This invention relates to lean-burn gasoline engine control and, more specifically, to lean NOX trap (LNT) purge cycle management.
A LNT is an additional three-way catalyst exhaust after-treatment for lean burn port fuel injected and direct injected gasoline engines. The LNT is purged periodically to release and convert the oxides of nitrogen (NOX) stored in the trap during the preceding lean operation. To accomplish the purge, the engine has to be operated at an air-to-fuel ratio that is rich of stoichiometry. As a result of the rich operation, substantial amounts of feedgas carbon monoxide (CO) and hydrocarbons (HC) are generated to convert the stored NOX. Typically, the purge mode is activated on the basis of estimated trap loading. That is, when the estimated mass of NOX stored in the trap exceeds a predetermined threshold, a transition to the purge mode is initiated. The rich operation continues for several seconds until the trap is emptied of the stored NOX, whereupon the purge mode is terminated and the normal lean operation is resumed. The end of the purge is usually initiated by a transition in the reading of the HEGO sensor located downstream of the trap, or based on the model prediction of the LNT states. Since the engine is operated rich of stoichiometry during the purge operation, the fuel economy advantage of the lean operation is lost.
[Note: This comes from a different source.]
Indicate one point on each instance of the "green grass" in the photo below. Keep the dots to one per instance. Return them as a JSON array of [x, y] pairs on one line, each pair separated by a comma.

In accordance with the present invention, the transition to the purge mode is delayed if it is expected that in the near term the engine will be subjected to high load and high speed conditions. Since the lean operation is limited (or is primarily beneficial) to low loads and low engine speeds, the transition to the purge mode may be advantageously delayed if it is expected that during the next few seconds of the ensuing operation, the engine will be subjected to high load and high speed conditions. Thus, by delaying the purge, fuel economy improvements can be attained without a detectable loss in emission performance.